Personal information
- Full name: Geoffrey Cornu
- Born: 29 June 1913 Sheffield, Yorkshire, England
- Died: 29 June 2007 (aged 94) England
- Batting: Right-handed
- Bowling: Leg break googly

Career statistics
| Competition | First-class |
| Matches | 5 |
| Runs scored | 60 |
| Batting average | 30.00 |
| 100s/50s | 0/0 |
| Top score | 21* |
| Balls bowled | 756 |
| Wickets | 13 |
| Bowling average | 39.46 |
| 5 wickets in innings | 0 |
| 10 wickets in match | 0 |
| Best bowling | 3/92 |
| Catches/stumpings | 4/– |
- Source: Cricinfo, 25 December 2018

= Geoffrey Cornu =

English cricketer (1913–2007)

Geoffrey Cornu (29 June 1913 - 29 June 2007) was an English first-class cricketer.
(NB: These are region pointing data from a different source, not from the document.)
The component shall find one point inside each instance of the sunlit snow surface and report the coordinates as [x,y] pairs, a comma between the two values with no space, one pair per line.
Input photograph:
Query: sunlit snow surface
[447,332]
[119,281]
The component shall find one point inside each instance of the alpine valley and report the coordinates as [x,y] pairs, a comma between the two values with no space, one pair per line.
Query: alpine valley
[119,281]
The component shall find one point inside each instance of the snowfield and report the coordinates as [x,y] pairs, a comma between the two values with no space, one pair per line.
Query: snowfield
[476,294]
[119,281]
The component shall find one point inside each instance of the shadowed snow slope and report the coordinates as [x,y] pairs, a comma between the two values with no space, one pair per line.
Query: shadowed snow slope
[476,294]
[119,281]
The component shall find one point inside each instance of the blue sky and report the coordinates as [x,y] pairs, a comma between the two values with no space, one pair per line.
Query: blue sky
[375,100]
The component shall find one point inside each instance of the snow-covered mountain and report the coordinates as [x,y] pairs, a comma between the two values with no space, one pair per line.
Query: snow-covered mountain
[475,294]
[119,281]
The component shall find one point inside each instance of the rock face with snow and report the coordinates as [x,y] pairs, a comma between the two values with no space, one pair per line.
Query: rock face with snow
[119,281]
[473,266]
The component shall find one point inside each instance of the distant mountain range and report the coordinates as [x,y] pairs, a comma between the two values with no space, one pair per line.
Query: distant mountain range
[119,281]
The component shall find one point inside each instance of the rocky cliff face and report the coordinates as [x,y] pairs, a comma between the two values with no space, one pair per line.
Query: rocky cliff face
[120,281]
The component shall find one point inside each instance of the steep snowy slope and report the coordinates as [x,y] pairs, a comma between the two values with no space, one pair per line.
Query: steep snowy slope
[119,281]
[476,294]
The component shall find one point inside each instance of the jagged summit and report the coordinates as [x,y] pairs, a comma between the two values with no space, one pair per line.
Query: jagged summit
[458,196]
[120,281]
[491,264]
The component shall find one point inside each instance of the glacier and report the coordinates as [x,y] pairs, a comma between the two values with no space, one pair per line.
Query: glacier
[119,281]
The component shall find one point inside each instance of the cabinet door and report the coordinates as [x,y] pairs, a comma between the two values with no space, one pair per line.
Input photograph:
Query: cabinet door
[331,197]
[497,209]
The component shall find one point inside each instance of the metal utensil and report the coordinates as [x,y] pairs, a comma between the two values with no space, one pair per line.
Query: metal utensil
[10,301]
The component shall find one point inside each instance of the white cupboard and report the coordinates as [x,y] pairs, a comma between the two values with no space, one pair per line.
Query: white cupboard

Born at Sheffield, Cornu was educated at Malvern College. He made his debut in first-class cricket for the Free Foresters against Oxford University at Oxford in 1934. He made four further appearances in first-class cricket for the Free Foresters, the last of which came in 1937 against Oxford University. Across his five matches, he scored a total of 60 runs with a highest score of 21 not out, while with the ball he took 13 wickets with his leg break googly bowling, coming at a bowling average of 39.46 and best innings figures of 3/92. Cornu served as a second lieutenant with the Royal Artillery during World War II. He died on his 94th birthday in 2007.